Thanksgiving for me growing up in northern New Jersey meant going to the annual Montclair vs. Bloomfield High School football game to watch ole Clary Anderson coach the Montclair Bulldogs hopefully to victory. The game was followed by a Thanksgiving feast with immediate and extended family. Turkey was the focal point of those feasts with my father slicing the bird into succulent portions for eating. But the highlight, at least for me, was my grandmother’s pumpkin pie served with a scoop of vanilla ice cream. That’s what Thanksgiving meant to me and means to millions of Americans…feast, football and fun away from school or work.
With the passing of years I’ve begun giving “thanks” each and every day and not just on this special day. Why do we need a special day to remind us to stop and appreciate everything that we have? Why do we dwell on what we don’t have? Or, what’s preventing us from accomplishing what we want? Why do we spend more time worrying, fearing and denying instead of appreciating what we have and the opportunities that lie before us?

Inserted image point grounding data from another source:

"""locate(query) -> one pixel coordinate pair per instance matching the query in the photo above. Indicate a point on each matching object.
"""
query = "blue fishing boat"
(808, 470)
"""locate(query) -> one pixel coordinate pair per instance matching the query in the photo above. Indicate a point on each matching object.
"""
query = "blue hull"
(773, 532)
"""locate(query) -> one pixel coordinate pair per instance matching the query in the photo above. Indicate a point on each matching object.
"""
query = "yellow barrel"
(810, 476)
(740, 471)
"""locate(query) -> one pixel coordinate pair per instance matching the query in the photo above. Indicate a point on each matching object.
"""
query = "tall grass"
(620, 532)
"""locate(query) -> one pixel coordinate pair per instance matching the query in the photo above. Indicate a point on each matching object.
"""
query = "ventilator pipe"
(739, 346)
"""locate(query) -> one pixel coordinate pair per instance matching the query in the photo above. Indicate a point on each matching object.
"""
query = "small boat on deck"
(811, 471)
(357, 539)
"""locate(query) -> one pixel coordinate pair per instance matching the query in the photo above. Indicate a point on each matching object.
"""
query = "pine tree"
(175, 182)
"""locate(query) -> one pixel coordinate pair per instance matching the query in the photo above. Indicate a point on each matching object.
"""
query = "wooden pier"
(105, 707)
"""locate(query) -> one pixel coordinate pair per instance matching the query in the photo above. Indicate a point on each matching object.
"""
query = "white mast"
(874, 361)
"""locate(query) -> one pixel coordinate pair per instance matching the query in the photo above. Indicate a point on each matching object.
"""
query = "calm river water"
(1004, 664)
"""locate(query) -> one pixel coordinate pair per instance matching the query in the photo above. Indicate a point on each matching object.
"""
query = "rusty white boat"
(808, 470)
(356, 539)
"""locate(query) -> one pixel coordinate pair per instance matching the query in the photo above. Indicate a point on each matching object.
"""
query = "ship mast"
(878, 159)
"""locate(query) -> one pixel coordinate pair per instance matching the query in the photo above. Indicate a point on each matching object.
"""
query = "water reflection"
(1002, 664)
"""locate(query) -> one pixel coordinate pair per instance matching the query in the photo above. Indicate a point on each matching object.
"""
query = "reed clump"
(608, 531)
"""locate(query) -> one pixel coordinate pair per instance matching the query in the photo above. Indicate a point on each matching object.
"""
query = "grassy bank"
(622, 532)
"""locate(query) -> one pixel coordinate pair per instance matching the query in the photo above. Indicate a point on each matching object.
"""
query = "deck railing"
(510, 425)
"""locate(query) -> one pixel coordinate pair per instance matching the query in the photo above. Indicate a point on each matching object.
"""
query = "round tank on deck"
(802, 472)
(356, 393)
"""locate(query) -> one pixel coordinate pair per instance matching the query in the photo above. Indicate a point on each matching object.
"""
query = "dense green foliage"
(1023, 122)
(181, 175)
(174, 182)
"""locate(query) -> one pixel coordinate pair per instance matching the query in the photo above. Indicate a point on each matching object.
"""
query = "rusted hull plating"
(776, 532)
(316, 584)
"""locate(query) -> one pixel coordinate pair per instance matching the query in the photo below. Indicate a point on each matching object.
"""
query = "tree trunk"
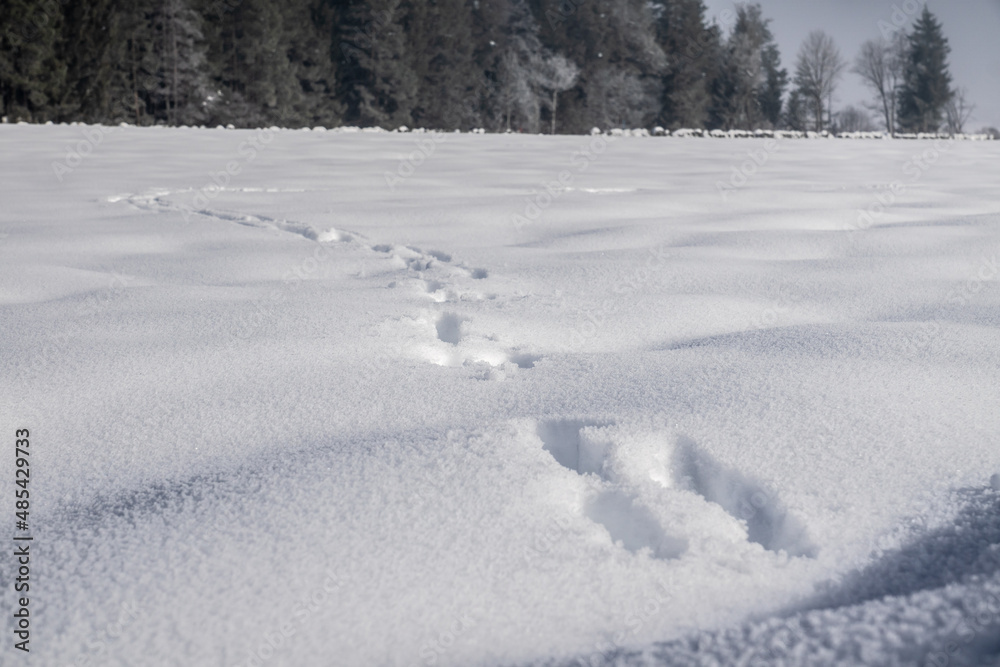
(555, 102)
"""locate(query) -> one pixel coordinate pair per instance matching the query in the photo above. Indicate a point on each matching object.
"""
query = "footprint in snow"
(657, 492)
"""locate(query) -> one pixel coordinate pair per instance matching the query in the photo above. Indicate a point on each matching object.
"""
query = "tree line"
(518, 65)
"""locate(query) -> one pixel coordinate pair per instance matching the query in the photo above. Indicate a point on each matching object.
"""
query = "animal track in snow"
(157, 200)
(667, 496)
(449, 327)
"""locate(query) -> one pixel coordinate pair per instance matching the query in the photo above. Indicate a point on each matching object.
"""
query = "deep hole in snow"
(449, 328)
(524, 360)
(768, 522)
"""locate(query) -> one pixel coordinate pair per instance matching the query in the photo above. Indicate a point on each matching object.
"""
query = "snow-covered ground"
(388, 399)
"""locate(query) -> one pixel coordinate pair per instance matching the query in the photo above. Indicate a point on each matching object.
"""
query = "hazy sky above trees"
(971, 26)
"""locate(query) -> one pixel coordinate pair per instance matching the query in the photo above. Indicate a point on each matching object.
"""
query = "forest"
(553, 66)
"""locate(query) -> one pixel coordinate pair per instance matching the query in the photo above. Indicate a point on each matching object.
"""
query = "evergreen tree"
(377, 83)
(692, 49)
(32, 72)
(440, 41)
(926, 89)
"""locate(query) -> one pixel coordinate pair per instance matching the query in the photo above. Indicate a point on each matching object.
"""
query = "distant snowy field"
(501, 400)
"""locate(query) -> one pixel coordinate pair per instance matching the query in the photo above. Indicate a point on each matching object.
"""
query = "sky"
(971, 26)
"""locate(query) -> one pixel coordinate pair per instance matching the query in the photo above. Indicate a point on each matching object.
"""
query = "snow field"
(306, 418)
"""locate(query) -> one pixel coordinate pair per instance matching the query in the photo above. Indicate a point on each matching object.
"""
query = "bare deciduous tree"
(817, 71)
(880, 65)
(958, 110)
(557, 73)
(852, 119)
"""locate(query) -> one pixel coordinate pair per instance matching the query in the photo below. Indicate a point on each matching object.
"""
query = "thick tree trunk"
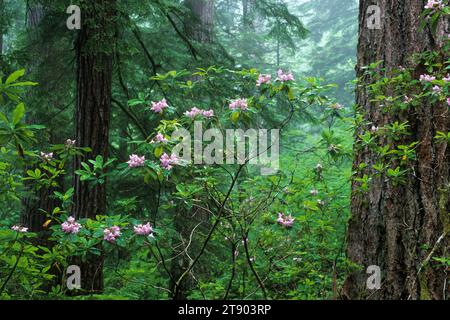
(394, 226)
(94, 76)
(201, 26)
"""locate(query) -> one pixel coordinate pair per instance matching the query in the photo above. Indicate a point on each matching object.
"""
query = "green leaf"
(158, 152)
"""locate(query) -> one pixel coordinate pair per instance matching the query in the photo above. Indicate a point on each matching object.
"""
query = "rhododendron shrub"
(250, 218)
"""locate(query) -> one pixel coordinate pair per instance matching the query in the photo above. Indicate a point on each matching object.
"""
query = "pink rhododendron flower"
(437, 89)
(193, 112)
(239, 104)
(168, 162)
(144, 230)
(336, 106)
(71, 226)
(47, 156)
(208, 113)
(159, 106)
(136, 161)
(19, 229)
(426, 78)
(283, 77)
(263, 78)
(111, 234)
(285, 221)
(70, 143)
(159, 138)
(434, 4)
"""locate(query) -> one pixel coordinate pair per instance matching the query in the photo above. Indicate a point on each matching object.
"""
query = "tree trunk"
(94, 50)
(396, 227)
(201, 26)
(248, 14)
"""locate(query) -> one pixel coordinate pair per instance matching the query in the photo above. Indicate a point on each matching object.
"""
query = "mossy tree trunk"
(397, 226)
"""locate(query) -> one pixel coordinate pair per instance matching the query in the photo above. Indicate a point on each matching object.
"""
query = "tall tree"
(94, 49)
(397, 226)
(201, 26)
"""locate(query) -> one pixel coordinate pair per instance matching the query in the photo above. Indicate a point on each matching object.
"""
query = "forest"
(224, 150)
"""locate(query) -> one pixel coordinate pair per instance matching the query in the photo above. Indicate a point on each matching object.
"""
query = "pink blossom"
(159, 138)
(144, 229)
(283, 77)
(19, 229)
(159, 106)
(70, 143)
(111, 234)
(263, 78)
(168, 162)
(193, 112)
(437, 89)
(285, 221)
(336, 106)
(47, 156)
(427, 78)
(239, 104)
(208, 113)
(136, 161)
(71, 226)
(434, 4)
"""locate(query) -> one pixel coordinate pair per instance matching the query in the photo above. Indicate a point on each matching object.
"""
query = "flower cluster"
(71, 226)
(136, 161)
(111, 234)
(159, 138)
(434, 4)
(159, 106)
(437, 89)
(283, 77)
(199, 112)
(47, 156)
(285, 221)
(263, 78)
(427, 78)
(239, 104)
(167, 162)
(19, 229)
(144, 230)
(70, 143)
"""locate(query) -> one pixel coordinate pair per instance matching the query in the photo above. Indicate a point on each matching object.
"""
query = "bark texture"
(93, 110)
(396, 227)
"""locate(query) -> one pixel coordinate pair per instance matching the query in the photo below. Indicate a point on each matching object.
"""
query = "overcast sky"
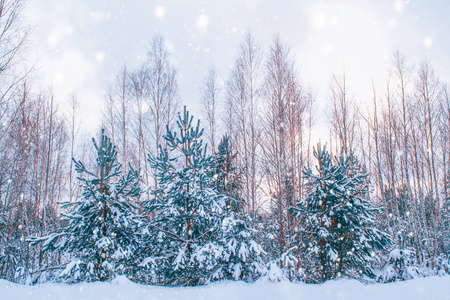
(82, 44)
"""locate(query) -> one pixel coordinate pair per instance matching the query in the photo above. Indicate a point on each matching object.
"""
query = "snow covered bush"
(194, 236)
(102, 229)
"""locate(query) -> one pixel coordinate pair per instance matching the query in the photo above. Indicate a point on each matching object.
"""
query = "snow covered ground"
(423, 288)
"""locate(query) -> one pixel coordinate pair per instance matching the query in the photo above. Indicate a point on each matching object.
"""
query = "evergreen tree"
(194, 235)
(339, 234)
(102, 228)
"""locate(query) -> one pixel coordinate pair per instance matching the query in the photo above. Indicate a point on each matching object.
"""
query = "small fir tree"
(339, 232)
(102, 229)
(194, 235)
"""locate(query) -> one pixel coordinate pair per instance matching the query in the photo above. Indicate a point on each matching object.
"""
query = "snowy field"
(422, 288)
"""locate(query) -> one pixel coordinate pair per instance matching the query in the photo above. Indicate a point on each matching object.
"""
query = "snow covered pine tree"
(194, 236)
(102, 227)
(339, 232)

I believe that we become what we think. If we fill our minds with fear, worry, blame, or “woe is me” thoughts our overall disposition and outlook become negative. Earl Nightingale compared the fertility of our minds to that of rich soil. What we plant in our soil (mind) is like a farmer planting seeds. The soil (our mind) doesn’t care what we plant and will yield whatever we plant. We can either plant positive seeds (thoughts) that grow into abundance or we can plant negative seeds/thoughts that become poisonous. The choice is ours.
I prefer to focus on all the good around me; to be grateful for all that I have been blessed with. The choice is yours. Will you daily focus on gratitude and appreciate all that you have? Or, will you succumb to the “dark side” by worrying, fearing and bemoaning life? If you choose the former, how will you focus on being grateful? I challenge you to be disciplined in daily focusing (min. 3 – 5 times each day) on being Thankful. You’ll be amazed how this commitment will change your disposition and your life. See my business tips for a couple ideas.
What will you do to daily incite your focus on gratitude? Two years ago while in Colorado I picked my “gratitude stone” out of Gore Creek. The purpose of this rock is to help me focus on gratitude. Every time I touch my rock, I stop what I’m doing and for 10 – 15 seconds think about all the wonderful things that I have. I’ve rubbed that rock so many times that it’s smooth as glass.
How about each morning before your day begins write down 3 or 4 areas for which you are Thankful. Then throughout the day recite these points of gratitude. Before you nod off into dreamland, let your last thoughts be around giving “thanks” for what you have.
Whatever you do, make it a commitment that becomes part of your daily routine.